Sécheresse sévère, invasion de scarabées, gestion inadaptée: des millions d’arbres sont morts ces dernières années dans l’ouest américain, notamment en Californie, préparant le terrain pour des « incendies massifs » sans précédent, s’inquiètent des experts.
La situation est d’autant plus préoccupante que des centaines de milliers d’hectares de forêts sont déjà partis en fumée cet été dans différents Etats américains, avec plus d’une dizaine de morts à la clé. Et la saison des feux de forêts est loin d’être terminée: de la Californie à l’Alaska, en passant par l’Idaho et l’Etat de Washington, l’agence nationale des incendies en recensait 71 jeudi sur plus de 400.000 hectares au total. Cela pourrait être encore bien pire dans quelques années, si l’on en croit des spécialistes qui ont alerté début 2018 sur le risque de voir apparaître un nouveau type d’incendies, potentiellement beaucoup plus dangereux. La faute à la mortalité galopante des arbres, principalement des conifères, qui a littéralement décimé les forêts occidentales, sous l’effet de la sécheresse et d’une invasion de scarabées. Dans la Sierra Nevada, certaines zones boisées ont ainsi perdu 90% de leurs arbres, poussant la Californie à décréter « l’état d’urgence ».
Quel rapport avec un regain des incendies? Les phénomènes à l’oeuvre sont « complexes » et trompeurs, prévient Brandon Collins, coauteur d’une étude sur le sujet. Les premières années, « les arbres morts augmentent juste la quantité de matière sèche pouvant servir de combustible aux incendies, on peut donc prévoir que les feux de forêts seront plus intenses et plus rapides , explique-t-il.

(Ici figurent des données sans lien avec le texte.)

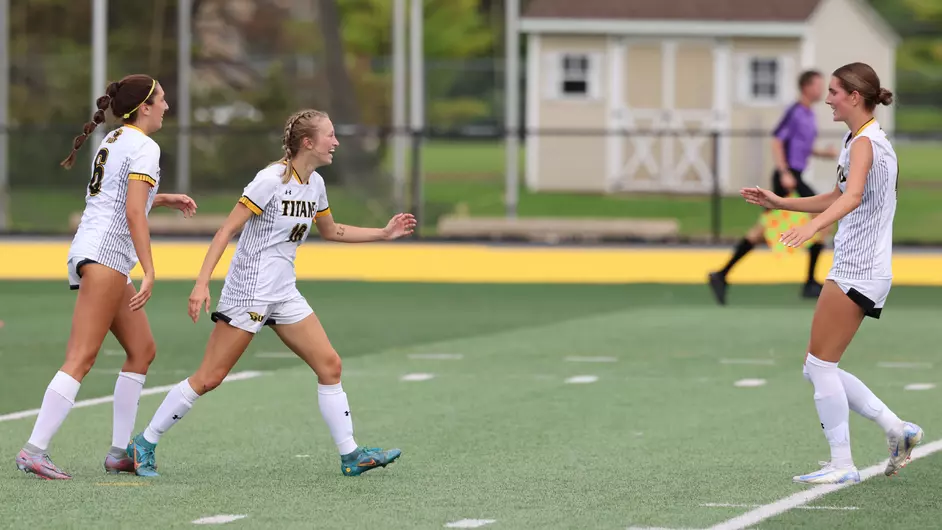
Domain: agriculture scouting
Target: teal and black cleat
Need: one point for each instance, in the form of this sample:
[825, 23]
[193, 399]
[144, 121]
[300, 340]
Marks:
[142, 452]
[365, 459]
[901, 443]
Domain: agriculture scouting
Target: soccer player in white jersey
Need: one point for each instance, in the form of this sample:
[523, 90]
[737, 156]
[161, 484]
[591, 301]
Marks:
[864, 201]
[276, 209]
[112, 236]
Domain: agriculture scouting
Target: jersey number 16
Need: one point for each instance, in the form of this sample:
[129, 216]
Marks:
[98, 172]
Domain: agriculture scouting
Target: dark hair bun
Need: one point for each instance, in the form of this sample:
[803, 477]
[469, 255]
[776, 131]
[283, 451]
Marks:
[885, 97]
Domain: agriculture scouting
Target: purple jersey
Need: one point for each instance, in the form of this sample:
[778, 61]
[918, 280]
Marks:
[797, 131]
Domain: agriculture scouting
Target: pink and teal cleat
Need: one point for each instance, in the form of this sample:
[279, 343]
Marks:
[365, 459]
[115, 465]
[141, 453]
[40, 465]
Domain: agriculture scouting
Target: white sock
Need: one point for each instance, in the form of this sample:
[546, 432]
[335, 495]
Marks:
[58, 401]
[332, 401]
[833, 409]
[178, 402]
[864, 402]
[127, 396]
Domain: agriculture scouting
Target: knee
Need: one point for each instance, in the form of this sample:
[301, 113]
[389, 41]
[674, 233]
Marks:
[328, 370]
[203, 382]
[79, 363]
[143, 356]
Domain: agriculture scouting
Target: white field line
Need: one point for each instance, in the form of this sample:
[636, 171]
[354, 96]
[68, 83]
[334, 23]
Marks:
[436, 356]
[801, 499]
[747, 383]
[582, 379]
[734, 505]
[238, 376]
[791, 502]
[219, 519]
[761, 362]
[903, 365]
[417, 377]
[470, 523]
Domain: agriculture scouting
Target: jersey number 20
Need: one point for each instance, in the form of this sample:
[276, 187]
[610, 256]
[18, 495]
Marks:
[297, 232]
[98, 173]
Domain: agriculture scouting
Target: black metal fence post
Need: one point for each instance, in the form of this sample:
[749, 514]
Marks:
[717, 212]
[417, 199]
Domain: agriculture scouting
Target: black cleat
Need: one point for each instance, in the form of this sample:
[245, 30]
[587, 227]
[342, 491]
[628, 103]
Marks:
[718, 285]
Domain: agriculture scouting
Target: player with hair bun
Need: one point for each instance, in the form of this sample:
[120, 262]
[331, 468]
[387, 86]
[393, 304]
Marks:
[112, 236]
[864, 201]
[276, 210]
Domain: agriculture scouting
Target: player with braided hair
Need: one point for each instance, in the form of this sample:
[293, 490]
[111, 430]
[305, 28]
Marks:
[112, 236]
[276, 209]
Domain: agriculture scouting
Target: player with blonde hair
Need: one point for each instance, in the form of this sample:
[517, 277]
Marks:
[864, 201]
[112, 236]
[276, 209]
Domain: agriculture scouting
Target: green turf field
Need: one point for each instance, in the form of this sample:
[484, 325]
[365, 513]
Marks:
[660, 439]
[467, 177]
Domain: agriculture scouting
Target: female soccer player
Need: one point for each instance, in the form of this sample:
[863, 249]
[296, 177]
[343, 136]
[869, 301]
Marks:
[112, 236]
[276, 208]
[864, 200]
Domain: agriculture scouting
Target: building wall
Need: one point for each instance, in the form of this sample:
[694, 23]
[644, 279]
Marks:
[751, 154]
[667, 85]
[572, 162]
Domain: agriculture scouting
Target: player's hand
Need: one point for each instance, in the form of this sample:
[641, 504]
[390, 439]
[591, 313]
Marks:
[761, 197]
[788, 180]
[181, 202]
[143, 294]
[401, 225]
[795, 237]
[199, 299]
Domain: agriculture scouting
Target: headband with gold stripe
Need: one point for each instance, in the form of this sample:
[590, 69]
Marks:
[153, 84]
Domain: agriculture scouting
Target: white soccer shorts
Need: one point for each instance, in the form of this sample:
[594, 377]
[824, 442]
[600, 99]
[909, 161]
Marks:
[252, 318]
[74, 266]
[870, 295]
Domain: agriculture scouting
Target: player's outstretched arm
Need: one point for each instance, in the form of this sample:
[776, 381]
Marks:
[176, 201]
[861, 160]
[401, 225]
[768, 199]
[199, 297]
[813, 204]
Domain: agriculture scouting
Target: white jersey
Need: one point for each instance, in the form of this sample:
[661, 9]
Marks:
[863, 245]
[103, 235]
[262, 269]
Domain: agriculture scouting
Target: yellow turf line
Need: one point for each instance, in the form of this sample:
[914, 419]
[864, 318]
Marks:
[478, 263]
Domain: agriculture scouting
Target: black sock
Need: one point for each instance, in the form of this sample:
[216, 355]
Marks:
[742, 249]
[813, 253]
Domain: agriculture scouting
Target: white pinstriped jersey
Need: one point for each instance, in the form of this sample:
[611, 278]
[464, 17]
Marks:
[103, 235]
[863, 245]
[262, 269]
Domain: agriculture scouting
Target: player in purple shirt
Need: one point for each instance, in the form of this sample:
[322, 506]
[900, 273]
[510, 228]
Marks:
[792, 147]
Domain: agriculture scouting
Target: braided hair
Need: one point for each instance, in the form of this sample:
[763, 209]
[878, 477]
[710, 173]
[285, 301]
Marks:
[300, 125]
[124, 98]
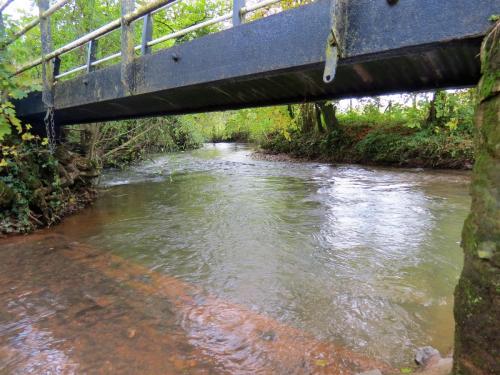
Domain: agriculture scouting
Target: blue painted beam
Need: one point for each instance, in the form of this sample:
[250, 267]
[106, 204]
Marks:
[414, 45]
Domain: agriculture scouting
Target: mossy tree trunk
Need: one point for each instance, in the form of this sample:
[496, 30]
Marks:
[477, 296]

Après, les aiguilles sèches tombent au sol et la canopée (étage supérieur de la forêt, NDLR)par laquelle les flammes se propagent d’arbres en arbres, perd son combustible. Il devrait temporairement y avoir une réduction du nombre d’incendies, poursuit le chercheur de l’université de Berkeley. C’est à plus long terme, disons 10 à 15 ans, que les problèmes arrivent, lorsqu’un grand nombre d’arbres morts tombent au sol, dans un laps de temps restreint. Tous ces troncs créent des conditions très différentes de celles que l’on connaît jusqu’à présent, une accumulation de combustible propice à des +feux massifs+, si explosifs qu’ils peuvent créer leurs propres interactions avec l’atmosphère, avertit M. Collins. Des incendies qu’il qualifie d' »éruptifs et imprévisibles », tels qu’on n’en a encore jamais vus. Ils ne se propagent peut-être pas de manière linéaire par la canopée, mais au sol, par +poches+, via les braises (…) Nous ne sommes même pas capables de les modéliser avec précision», s’inquiète le scientifique.

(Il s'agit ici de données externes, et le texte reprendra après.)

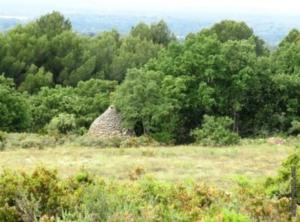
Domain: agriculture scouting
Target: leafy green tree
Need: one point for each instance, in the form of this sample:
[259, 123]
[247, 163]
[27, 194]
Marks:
[142, 30]
[14, 109]
[52, 24]
[158, 33]
[161, 34]
[87, 101]
[35, 79]
[231, 30]
[148, 101]
[105, 48]
[62, 124]
[286, 82]
[133, 53]
[216, 131]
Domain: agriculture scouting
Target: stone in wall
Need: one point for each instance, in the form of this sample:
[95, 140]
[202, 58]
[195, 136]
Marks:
[109, 124]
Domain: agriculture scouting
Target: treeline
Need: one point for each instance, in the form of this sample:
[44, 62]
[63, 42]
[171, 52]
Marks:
[163, 87]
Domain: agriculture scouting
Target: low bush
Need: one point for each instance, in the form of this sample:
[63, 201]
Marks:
[142, 141]
[3, 137]
[27, 140]
[280, 186]
[295, 128]
[216, 131]
[43, 196]
[62, 124]
[96, 142]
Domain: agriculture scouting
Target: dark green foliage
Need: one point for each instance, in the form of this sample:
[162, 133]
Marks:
[150, 98]
[166, 87]
[280, 186]
[62, 124]
[35, 79]
[216, 131]
[86, 102]
[42, 195]
[15, 112]
[158, 33]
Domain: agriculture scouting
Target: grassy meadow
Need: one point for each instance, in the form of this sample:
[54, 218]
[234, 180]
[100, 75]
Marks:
[78, 178]
[216, 166]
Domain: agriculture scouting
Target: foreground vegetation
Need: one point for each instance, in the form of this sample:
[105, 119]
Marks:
[186, 183]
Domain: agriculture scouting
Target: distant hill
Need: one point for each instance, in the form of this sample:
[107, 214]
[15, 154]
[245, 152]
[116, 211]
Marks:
[271, 28]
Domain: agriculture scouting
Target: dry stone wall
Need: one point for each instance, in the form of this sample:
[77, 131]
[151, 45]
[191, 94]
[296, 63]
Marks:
[109, 124]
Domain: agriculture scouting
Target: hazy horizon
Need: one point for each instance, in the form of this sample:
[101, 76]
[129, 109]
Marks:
[167, 7]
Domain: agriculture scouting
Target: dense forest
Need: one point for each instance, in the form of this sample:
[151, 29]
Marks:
[165, 88]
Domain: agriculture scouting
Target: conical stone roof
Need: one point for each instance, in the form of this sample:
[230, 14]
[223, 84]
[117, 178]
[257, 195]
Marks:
[109, 124]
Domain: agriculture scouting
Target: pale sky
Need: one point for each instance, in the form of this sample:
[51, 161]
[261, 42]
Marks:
[185, 6]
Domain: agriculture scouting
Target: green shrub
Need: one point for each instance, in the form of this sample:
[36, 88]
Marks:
[30, 196]
[141, 141]
[280, 186]
[27, 140]
[215, 131]
[9, 214]
[91, 141]
[62, 124]
[3, 136]
[295, 129]
[229, 216]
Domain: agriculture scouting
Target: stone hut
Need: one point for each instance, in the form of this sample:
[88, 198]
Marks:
[109, 124]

La mortalité des arbres est principalement le résultat d’un cercle vicieux impliquant le réchauffement climatique, qui fragilise les végétaux par des épisodes de sécheresse répétés. Les arbres sont ainsi plus vulnérables aux parasites, comme le dendroctone du pin, un scarabée ravageur dont les larves tuent les résineux sur toute la côte ouest, du Canada à la Californie. « Mais au-delà de ce mécanisme, il y a le fait que les forêts étaient en mauvaise santé depuis très longtemps, affirme Brandon Collins, qui pointe du doigt une mauvaise gestion humaine. Il critique en particulier la mauvaise habitude de « combattre les feux à tout prix », ce qui a créé selon lui « une densité insoutenable » pour les forêts. Si on laissait la place à des incendies de faible ampleur, ils permettraient de nettoyer les forêts sans tuer tous les arbres (…) On peut voir ça comme un mécanisme de régulation naturel», résume-t-il. Comme le chercheur, d’autres acteurs de la lutte contre les incendies souhaitent un retour à une exploitation des forêts plus raisonnée. L’an dernier, le service des forêts américain annonçait ainsi intensifier ses efforts pour « éclaircir des forêts trop denses et les rendre ainsi plus saines et plus résistantes ». Soulignant que 56% de son budget annuel avait été consumé par la seule lutte contre les incendies, l’organisme fédéral appelait à un changement de stratégie, privilégiant notamment « la restauration des forêts et l’entretien des cours d’eau », facteurs de prévention des feux.